Читать «Лекции по философии постмодерна» онлайн - страница 123

Дмитрий Станиславович Хаустов

Куда-то пропала та старая добрая ситуация, в которой целое племя собиралось у костра и слушало метарассказ, в котором осуществлялась работа объединения членов группы в единую тотальность. Изобретение Гутенберга медленно, но верно приносило книгу в каждый дом, тем самым отчуждая семьи и каждого индивида от всего остального коллектива. Если мне больше не нужно разделять с другими свою чувственность, то мне, в сущности, особенно нечего с ними делить. Отныне каждый сам по себе, ибо жизнь каждого основывается на его собственном – дифференцированном – восприятии. Ничто не эмансипирует так, как присвоение себе своих чувств, следовательно, своего тела. Печатный станок оказал европейскому обществу услугу – как знать, медвежью или, напротив, неоценимую: он разделил группу и создал индивидов. Именно поэтому – и тут Маклюэн не выделяется из большой историко-философской традиции – само понятие «индивид» в строгом смысле применимо только к эпохе, начатой европейским Модерном. Индивид – очень позднее изобретение, которым мы обязаны разделению наших чувств.

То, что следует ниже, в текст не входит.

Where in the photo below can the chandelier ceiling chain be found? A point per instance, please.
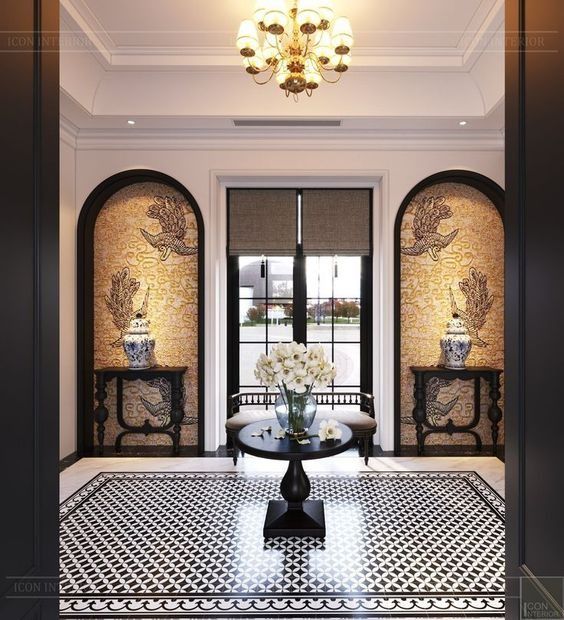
(300, 47)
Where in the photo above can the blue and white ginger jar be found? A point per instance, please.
(138, 344)
(456, 344)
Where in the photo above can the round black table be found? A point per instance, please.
(294, 516)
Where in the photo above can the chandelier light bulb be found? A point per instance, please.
(247, 38)
(308, 17)
(261, 7)
(256, 63)
(283, 74)
(325, 8)
(324, 48)
(341, 35)
(312, 75)
(276, 17)
(341, 62)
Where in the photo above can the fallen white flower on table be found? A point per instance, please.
(329, 429)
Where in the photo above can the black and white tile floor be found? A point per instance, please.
(190, 545)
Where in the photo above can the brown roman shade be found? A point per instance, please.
(262, 221)
(336, 221)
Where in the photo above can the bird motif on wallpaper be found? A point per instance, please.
(435, 409)
(119, 302)
(162, 409)
(428, 216)
(479, 302)
(172, 219)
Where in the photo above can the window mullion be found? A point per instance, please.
(299, 300)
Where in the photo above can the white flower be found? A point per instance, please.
(295, 366)
(329, 429)
(297, 384)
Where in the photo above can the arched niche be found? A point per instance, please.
(433, 278)
(121, 245)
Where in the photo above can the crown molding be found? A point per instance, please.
(68, 132)
(299, 140)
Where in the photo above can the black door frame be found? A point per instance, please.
(29, 314)
(85, 297)
(466, 177)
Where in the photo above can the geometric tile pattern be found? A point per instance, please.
(190, 545)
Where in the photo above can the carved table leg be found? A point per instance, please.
(494, 412)
(101, 411)
(177, 411)
(295, 516)
(419, 412)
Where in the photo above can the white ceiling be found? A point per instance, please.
(417, 65)
(195, 23)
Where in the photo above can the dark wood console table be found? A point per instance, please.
(172, 374)
(424, 373)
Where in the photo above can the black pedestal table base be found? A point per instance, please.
(306, 520)
(295, 515)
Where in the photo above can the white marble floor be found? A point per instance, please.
(491, 469)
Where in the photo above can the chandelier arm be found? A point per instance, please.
(331, 81)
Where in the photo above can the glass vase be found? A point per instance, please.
(295, 412)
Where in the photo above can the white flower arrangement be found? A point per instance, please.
(295, 367)
(329, 429)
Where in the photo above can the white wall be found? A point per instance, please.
(67, 317)
(205, 172)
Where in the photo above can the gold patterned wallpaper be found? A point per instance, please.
(145, 259)
(452, 253)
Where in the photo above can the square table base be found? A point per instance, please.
(307, 520)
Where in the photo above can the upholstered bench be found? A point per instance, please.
(355, 409)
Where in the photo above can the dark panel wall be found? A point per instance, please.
(29, 309)
(535, 286)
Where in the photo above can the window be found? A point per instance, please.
(313, 298)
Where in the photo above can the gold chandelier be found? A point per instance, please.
(301, 47)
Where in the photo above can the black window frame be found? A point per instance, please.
(300, 300)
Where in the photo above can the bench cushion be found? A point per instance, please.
(354, 419)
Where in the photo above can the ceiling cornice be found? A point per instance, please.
(288, 140)
(68, 132)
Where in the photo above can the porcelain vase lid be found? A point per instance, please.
(456, 325)
(138, 325)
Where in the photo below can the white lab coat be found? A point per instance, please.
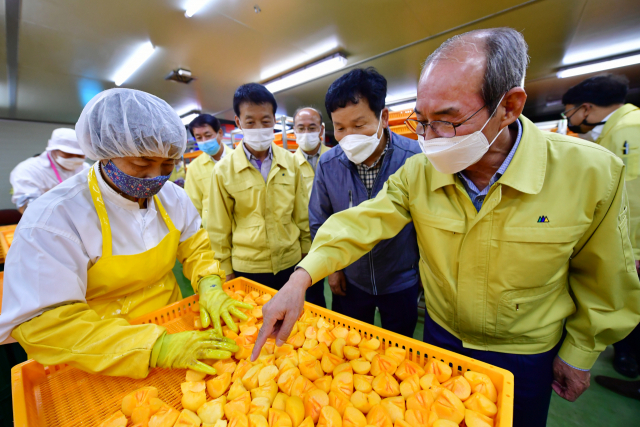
(59, 238)
(34, 177)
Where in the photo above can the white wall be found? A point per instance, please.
(18, 141)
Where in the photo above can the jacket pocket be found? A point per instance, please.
(632, 165)
(534, 313)
(623, 229)
(438, 293)
(530, 257)
(237, 187)
(248, 239)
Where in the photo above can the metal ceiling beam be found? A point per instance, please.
(12, 16)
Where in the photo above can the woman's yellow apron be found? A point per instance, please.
(129, 286)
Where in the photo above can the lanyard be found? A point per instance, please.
(53, 166)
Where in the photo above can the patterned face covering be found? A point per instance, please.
(141, 188)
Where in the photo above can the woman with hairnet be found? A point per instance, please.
(33, 177)
(99, 249)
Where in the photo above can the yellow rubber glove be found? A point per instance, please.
(184, 349)
(215, 303)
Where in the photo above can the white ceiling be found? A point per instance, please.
(70, 49)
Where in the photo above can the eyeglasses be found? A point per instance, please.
(441, 128)
(564, 113)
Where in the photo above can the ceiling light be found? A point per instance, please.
(193, 7)
(189, 118)
(309, 72)
(404, 97)
(599, 66)
(133, 63)
(404, 106)
(605, 50)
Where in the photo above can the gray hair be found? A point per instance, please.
(506, 59)
(307, 108)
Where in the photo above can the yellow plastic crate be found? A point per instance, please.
(64, 396)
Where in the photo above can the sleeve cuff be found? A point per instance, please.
(314, 267)
(226, 267)
(577, 357)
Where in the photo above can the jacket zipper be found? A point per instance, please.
(369, 193)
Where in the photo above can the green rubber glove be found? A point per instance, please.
(215, 303)
(184, 349)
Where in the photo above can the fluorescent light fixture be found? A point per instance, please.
(312, 49)
(189, 118)
(193, 7)
(590, 52)
(310, 72)
(404, 106)
(599, 66)
(134, 62)
(396, 99)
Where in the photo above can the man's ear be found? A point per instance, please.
(513, 102)
(385, 117)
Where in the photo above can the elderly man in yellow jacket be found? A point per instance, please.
(257, 215)
(595, 109)
(522, 234)
(309, 129)
(208, 133)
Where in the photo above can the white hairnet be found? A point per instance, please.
(64, 139)
(130, 123)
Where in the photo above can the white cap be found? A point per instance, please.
(130, 123)
(65, 140)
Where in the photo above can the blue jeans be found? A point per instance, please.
(398, 310)
(533, 374)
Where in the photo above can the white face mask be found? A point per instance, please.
(359, 148)
(308, 141)
(69, 164)
(258, 139)
(451, 155)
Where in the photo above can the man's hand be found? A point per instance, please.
(338, 283)
(282, 311)
(569, 383)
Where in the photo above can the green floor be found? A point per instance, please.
(596, 407)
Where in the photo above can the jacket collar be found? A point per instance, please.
(301, 157)
(615, 118)
(527, 169)
(240, 161)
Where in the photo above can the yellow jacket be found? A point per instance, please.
(550, 243)
(198, 180)
(307, 171)
(624, 127)
(258, 227)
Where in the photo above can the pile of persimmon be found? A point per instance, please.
(324, 376)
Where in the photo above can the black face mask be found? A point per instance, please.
(577, 128)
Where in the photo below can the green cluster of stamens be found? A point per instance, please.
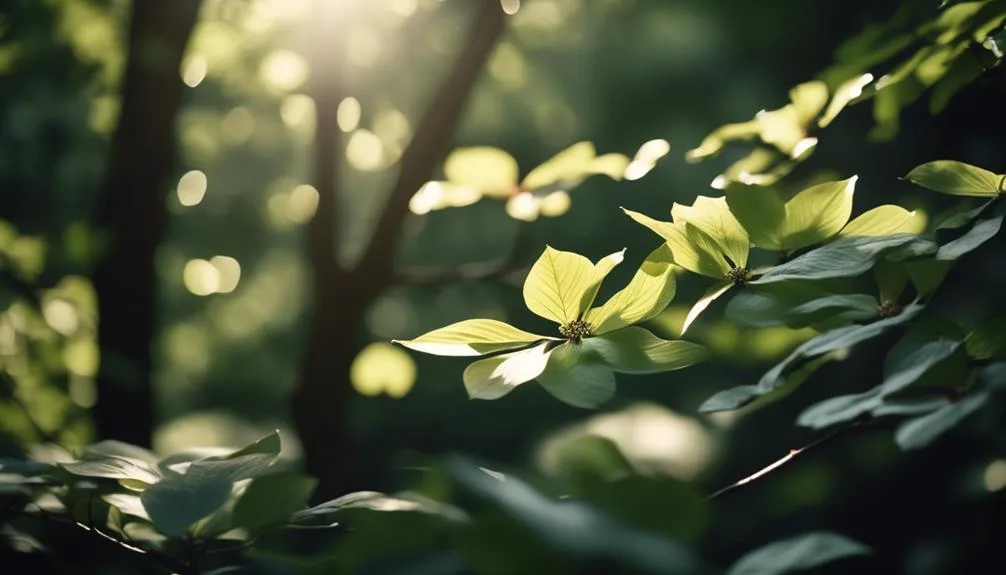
(575, 331)
(739, 275)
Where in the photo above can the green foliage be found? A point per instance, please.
(576, 367)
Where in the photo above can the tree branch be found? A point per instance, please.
(326, 89)
(793, 454)
(433, 138)
(478, 271)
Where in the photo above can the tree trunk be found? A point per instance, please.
(133, 210)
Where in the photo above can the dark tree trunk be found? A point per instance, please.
(341, 297)
(133, 210)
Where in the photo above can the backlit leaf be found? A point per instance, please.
(686, 253)
(956, 178)
(648, 293)
(712, 216)
(761, 211)
(471, 338)
(573, 162)
(556, 283)
(488, 170)
(708, 298)
(574, 376)
(635, 350)
(817, 213)
(494, 377)
(882, 220)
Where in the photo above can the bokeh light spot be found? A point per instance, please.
(237, 125)
(61, 317)
(228, 272)
(382, 368)
(284, 70)
(365, 151)
(194, 70)
(302, 203)
(191, 188)
(201, 277)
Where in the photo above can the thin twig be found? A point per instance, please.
(793, 454)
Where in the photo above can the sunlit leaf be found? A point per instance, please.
(844, 93)
(635, 350)
(181, 499)
(601, 270)
(708, 298)
(648, 293)
(573, 162)
(956, 178)
(798, 554)
(489, 170)
(471, 338)
(921, 431)
(817, 213)
(715, 141)
(809, 99)
(494, 377)
(712, 217)
(692, 255)
(761, 211)
(882, 220)
(556, 283)
(574, 376)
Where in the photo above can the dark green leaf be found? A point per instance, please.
(799, 553)
(271, 500)
(921, 431)
(844, 257)
(575, 528)
(982, 231)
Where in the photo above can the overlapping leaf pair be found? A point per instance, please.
(713, 236)
(486, 172)
(595, 341)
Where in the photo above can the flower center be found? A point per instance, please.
(738, 275)
(575, 331)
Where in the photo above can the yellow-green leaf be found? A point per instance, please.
(471, 338)
(635, 350)
(556, 284)
(708, 298)
(817, 213)
(715, 141)
(574, 161)
(601, 270)
(713, 217)
(882, 220)
(494, 377)
(844, 93)
(809, 99)
(648, 293)
(489, 170)
(957, 179)
(761, 211)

Мы говорим: Новое время, прогресс, Просвещение, даже цивилизация – мало отдавая себе отчет, что все это накрепко спаяно с усилением визуального чувства. Сформулируем это так: цивилизация – это феномен визуальной культуры. В той мере, в какой визуальность исторически связана с очень горячими печатными медиа, также и цивилизация как таковая имеет эту горячую отметину – она формирует такого субъекта, чувства которого пассивно и жестко привязаны к объекту, который, как мы помним, является самим медиумом. Горячие медиа не оставляют простора для интерпретации, они требуют точности, объективности. Таков и характер наук, расцвет которых не отделим от становления цивилизации. Мир приобретает очень четкие очертания, он становится горячим, как математика – строгим, дифференцированным, определенным. Не такими были холодные медиа мифа, основанные на аудиальности. Миф был расплывчат и оставлял очень большой простор для интерпретации, для фантазии – чем объясняется такая поразительная художественная пестрота мифологических представлений и основанных на них произведений искусства. Сравним это с новоевропейским романом, сменившим в эпоху модерна давно устаревший мифологический эпос. Роман имеет дело с четкой картиной мира, основанной на так называемом здравом смысле и данных естественных наук. Мир романа гораздо более универсален, тотален, нежели мир эпоса или сказки. Десять различных сказок будут различаться между собой несоизмеримо больше, чем сотня романов какого-нибудь XIX века. Впрочем, и в том веке были рецидивы мифологических форм – возьмем хотя бы очень размытые, весьма вольные сказки Гофмана. Но ведь и Гофман, мы помним, подобно многим романтикам был помешан на музыке, – то есть был, в сущности, архаично аудиальным человеком.